One of the main takeaways is that former City Manager Vola Lawson, who held the office from 1985-2000 and died in 2013, still casts a large shadow over the job and helped shape it into what it is today. When Speck asked the audience to name one city manager from the past, he was met with a chorus of “Vola Lawson” responses. Her name is still represented in various places around the city, like the Vola Lawson Animal Shelter and Vola’s Dockside Grill.
“[Lawson] defined a lot of that role,” Speck said.
Janet Barnett, executive director of Senior Services of Alexandria and former deputy director of the Alexandria Department of Recreation, Parks and Cultural Activities, said Lawson was very intelligent and very connected with the day-to-day operations of the city. Barnett said Lawson would receive daily bulletins from each city department to know about even seemingly minor issues before they could balloon into major problems.

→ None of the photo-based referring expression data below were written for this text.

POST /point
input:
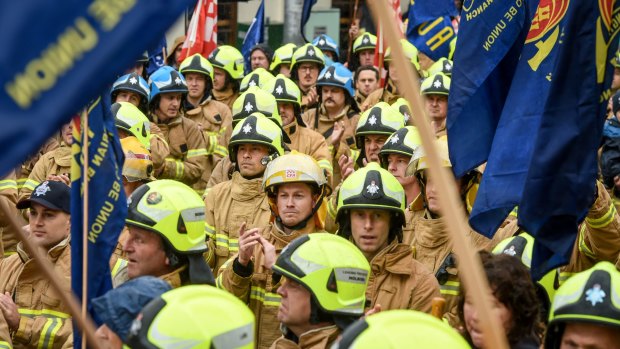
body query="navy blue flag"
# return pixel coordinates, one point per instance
(157, 57)
(305, 15)
(107, 204)
(484, 65)
(255, 35)
(430, 26)
(543, 155)
(74, 50)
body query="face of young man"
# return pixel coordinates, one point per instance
(307, 73)
(366, 82)
(366, 57)
(294, 310)
(128, 96)
(372, 146)
(249, 156)
(259, 60)
(196, 83)
(169, 106)
(48, 227)
(145, 254)
(287, 112)
(333, 97)
(219, 79)
(295, 202)
(397, 165)
(370, 230)
(436, 106)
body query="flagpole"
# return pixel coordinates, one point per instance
(453, 214)
(84, 323)
(85, 217)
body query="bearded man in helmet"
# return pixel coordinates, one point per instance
(296, 187)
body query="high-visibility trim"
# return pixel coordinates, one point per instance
(20, 182)
(267, 298)
(564, 275)
(583, 247)
(331, 209)
(43, 312)
(196, 152)
(119, 265)
(6, 184)
(221, 151)
(211, 142)
(209, 230)
(450, 288)
(604, 220)
(48, 334)
(30, 184)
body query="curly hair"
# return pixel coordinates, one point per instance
(512, 285)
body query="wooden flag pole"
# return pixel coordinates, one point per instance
(84, 129)
(470, 268)
(85, 323)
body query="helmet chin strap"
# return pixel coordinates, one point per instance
(303, 222)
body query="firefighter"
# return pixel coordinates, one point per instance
(322, 291)
(302, 138)
(371, 205)
(306, 64)
(227, 64)
(187, 159)
(166, 239)
(32, 312)
(241, 201)
(336, 115)
(435, 90)
(585, 310)
(390, 93)
(281, 62)
(295, 187)
(214, 118)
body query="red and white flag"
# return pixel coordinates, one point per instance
(202, 32)
(380, 48)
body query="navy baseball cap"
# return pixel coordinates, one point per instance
(51, 194)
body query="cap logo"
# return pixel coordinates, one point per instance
(372, 188)
(510, 251)
(395, 139)
(42, 189)
(153, 198)
(372, 120)
(595, 295)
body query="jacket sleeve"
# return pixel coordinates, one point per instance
(422, 295)
(159, 147)
(189, 169)
(599, 234)
(43, 330)
(234, 283)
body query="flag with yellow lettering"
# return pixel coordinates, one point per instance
(543, 158)
(58, 55)
(485, 61)
(430, 26)
(107, 203)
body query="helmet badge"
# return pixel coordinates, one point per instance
(153, 198)
(595, 295)
(372, 188)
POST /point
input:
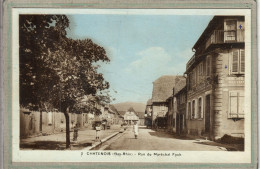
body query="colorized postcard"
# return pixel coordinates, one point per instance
(132, 85)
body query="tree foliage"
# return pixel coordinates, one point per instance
(56, 72)
(56, 69)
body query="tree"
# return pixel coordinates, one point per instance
(57, 72)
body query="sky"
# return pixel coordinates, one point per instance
(141, 48)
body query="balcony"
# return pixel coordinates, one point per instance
(221, 36)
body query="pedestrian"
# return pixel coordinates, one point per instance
(135, 129)
(98, 128)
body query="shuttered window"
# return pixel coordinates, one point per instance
(208, 65)
(236, 104)
(242, 61)
(188, 110)
(199, 108)
(238, 62)
(235, 62)
(193, 110)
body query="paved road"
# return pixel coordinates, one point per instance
(153, 140)
(57, 141)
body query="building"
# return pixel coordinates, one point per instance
(148, 113)
(215, 80)
(141, 118)
(180, 104)
(130, 116)
(171, 114)
(162, 90)
(45, 123)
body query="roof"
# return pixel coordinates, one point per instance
(131, 109)
(113, 109)
(149, 102)
(122, 113)
(140, 115)
(213, 24)
(163, 88)
(180, 84)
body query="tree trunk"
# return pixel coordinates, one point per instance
(67, 119)
(41, 121)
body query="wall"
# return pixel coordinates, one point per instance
(52, 122)
(159, 109)
(226, 84)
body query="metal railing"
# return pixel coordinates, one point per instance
(221, 36)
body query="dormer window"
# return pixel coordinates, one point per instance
(230, 32)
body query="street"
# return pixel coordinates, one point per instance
(158, 140)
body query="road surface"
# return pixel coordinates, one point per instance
(157, 140)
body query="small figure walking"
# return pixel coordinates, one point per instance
(75, 134)
(98, 128)
(135, 129)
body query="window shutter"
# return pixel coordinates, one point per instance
(187, 111)
(199, 108)
(204, 67)
(208, 66)
(196, 109)
(241, 104)
(242, 61)
(202, 108)
(235, 62)
(233, 104)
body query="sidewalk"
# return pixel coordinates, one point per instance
(86, 137)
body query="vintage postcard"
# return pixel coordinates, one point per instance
(143, 85)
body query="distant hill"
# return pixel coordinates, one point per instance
(138, 107)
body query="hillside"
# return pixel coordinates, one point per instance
(138, 107)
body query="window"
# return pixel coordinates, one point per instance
(236, 104)
(188, 110)
(208, 65)
(238, 62)
(193, 110)
(204, 67)
(49, 118)
(200, 108)
(230, 32)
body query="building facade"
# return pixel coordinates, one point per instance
(162, 90)
(215, 80)
(180, 95)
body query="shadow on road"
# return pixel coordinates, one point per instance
(235, 147)
(168, 135)
(44, 145)
(53, 145)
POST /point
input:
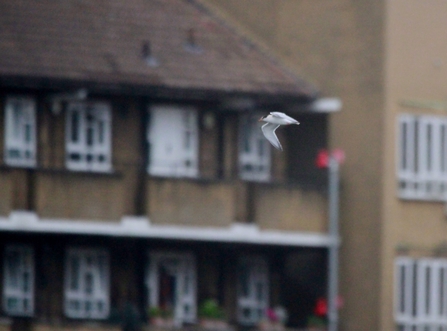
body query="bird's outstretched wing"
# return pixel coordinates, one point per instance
(285, 117)
(268, 130)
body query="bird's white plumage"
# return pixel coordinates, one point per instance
(268, 129)
(274, 120)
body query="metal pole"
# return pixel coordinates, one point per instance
(332, 312)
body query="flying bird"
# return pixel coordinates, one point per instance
(274, 120)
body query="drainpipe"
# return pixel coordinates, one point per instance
(332, 160)
(332, 313)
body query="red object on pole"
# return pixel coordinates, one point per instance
(322, 160)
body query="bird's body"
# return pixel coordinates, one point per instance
(274, 120)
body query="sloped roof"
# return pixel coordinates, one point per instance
(102, 41)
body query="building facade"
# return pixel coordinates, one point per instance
(134, 172)
(386, 61)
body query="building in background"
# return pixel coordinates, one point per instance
(134, 176)
(387, 61)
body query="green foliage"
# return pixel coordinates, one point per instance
(211, 309)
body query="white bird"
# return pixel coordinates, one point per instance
(274, 120)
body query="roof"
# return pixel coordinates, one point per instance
(141, 227)
(169, 43)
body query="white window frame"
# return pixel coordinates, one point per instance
(422, 157)
(182, 266)
(20, 131)
(86, 287)
(18, 284)
(254, 150)
(88, 139)
(251, 305)
(420, 293)
(173, 139)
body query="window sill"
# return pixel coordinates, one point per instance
(64, 171)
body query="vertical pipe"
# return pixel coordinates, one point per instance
(333, 248)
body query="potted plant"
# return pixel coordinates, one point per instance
(211, 315)
(274, 319)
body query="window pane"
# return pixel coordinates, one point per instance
(75, 122)
(75, 269)
(88, 281)
(12, 266)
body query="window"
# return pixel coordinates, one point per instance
(88, 137)
(173, 142)
(20, 132)
(171, 284)
(421, 294)
(87, 284)
(18, 281)
(254, 150)
(252, 290)
(422, 157)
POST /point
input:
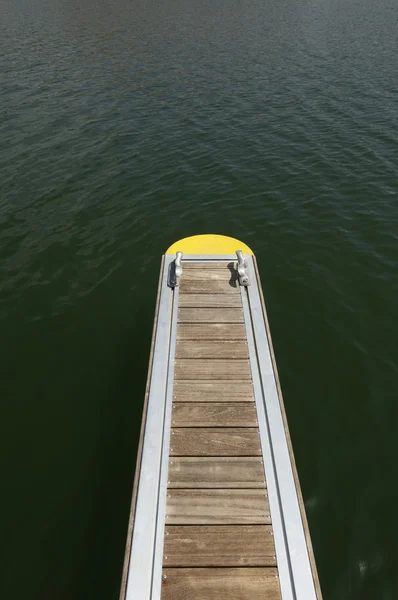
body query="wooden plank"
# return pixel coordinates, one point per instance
(213, 391)
(200, 441)
(212, 349)
(202, 266)
(206, 368)
(217, 507)
(209, 275)
(251, 583)
(212, 546)
(210, 315)
(211, 331)
(210, 300)
(217, 414)
(215, 286)
(216, 472)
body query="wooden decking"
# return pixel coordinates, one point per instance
(218, 541)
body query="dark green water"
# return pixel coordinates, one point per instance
(127, 125)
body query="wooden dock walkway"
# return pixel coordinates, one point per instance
(211, 534)
(218, 535)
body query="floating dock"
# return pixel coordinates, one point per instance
(217, 511)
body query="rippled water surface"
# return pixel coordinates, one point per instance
(127, 125)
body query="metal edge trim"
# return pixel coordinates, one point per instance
(162, 500)
(290, 510)
(130, 527)
(289, 442)
(281, 551)
(139, 581)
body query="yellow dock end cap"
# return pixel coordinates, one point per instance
(208, 244)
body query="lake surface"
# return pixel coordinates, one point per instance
(125, 126)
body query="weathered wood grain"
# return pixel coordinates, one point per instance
(216, 472)
(252, 583)
(200, 441)
(217, 507)
(210, 300)
(217, 414)
(212, 546)
(203, 266)
(204, 368)
(210, 315)
(211, 286)
(212, 349)
(213, 391)
(211, 331)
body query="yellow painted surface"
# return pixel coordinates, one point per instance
(208, 244)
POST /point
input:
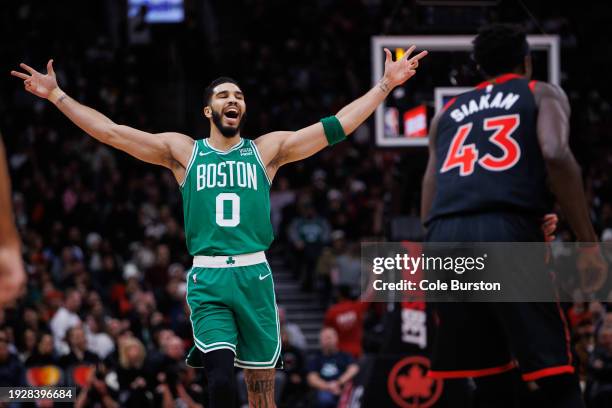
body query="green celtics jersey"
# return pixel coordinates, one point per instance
(226, 200)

“Vola owned this city,” Barnett said. “She cared deeply about it and she took great responsibility. This city was her baby.”
Barnett said Lawson’s legacy indicates that there’s something to be said for hiring within the city and getting someone who is already familiar with a lot of the inner workings and details of Alexandria.
Speck agreed, saying that there are job requirements beyond what’s on those listed on paper by the city. Speck also noted that, due to the academic limits, Lawson would not have been qualified for the position as it’s written today because she hadn’t had the necessary degrees.
“You can’t reduce the requirements and qualifications to open the field more broadly, but it’s always interested me that someone who has been such a dominant figure in Alexandria history and government is someone who would not meet the modern qualifications to be the city manager,” Speck said. “I think that’s one of the things that has, at least at some level, made Alexandria more special: it has recognized that there are people who otherwise might not otherwise fit the mold who have performed very well in a variety of different functions for the city.”
Speck said candidates who are already from the city have special advantages that may not come across on a resume.
“You can find lots of people who are very skilled in being a city manager; great background, great experience, but they’re not from here,” Speck said. “You can’t expect someone to learn how to be a good city manager on the job, but the difficulty is in learning about the subtleties and nuances. It’s a hard job to master when you’re coming in new to figure out what the next street over is when you’re going somewhere, and that’s tough. If you can find someone who already has familiarity with this area, you get one step ahead in the ability for that person to acclimate to this special community.”
The city is currently in the final stages of its city manager search, with a new manager expected to be announced before the end of the year.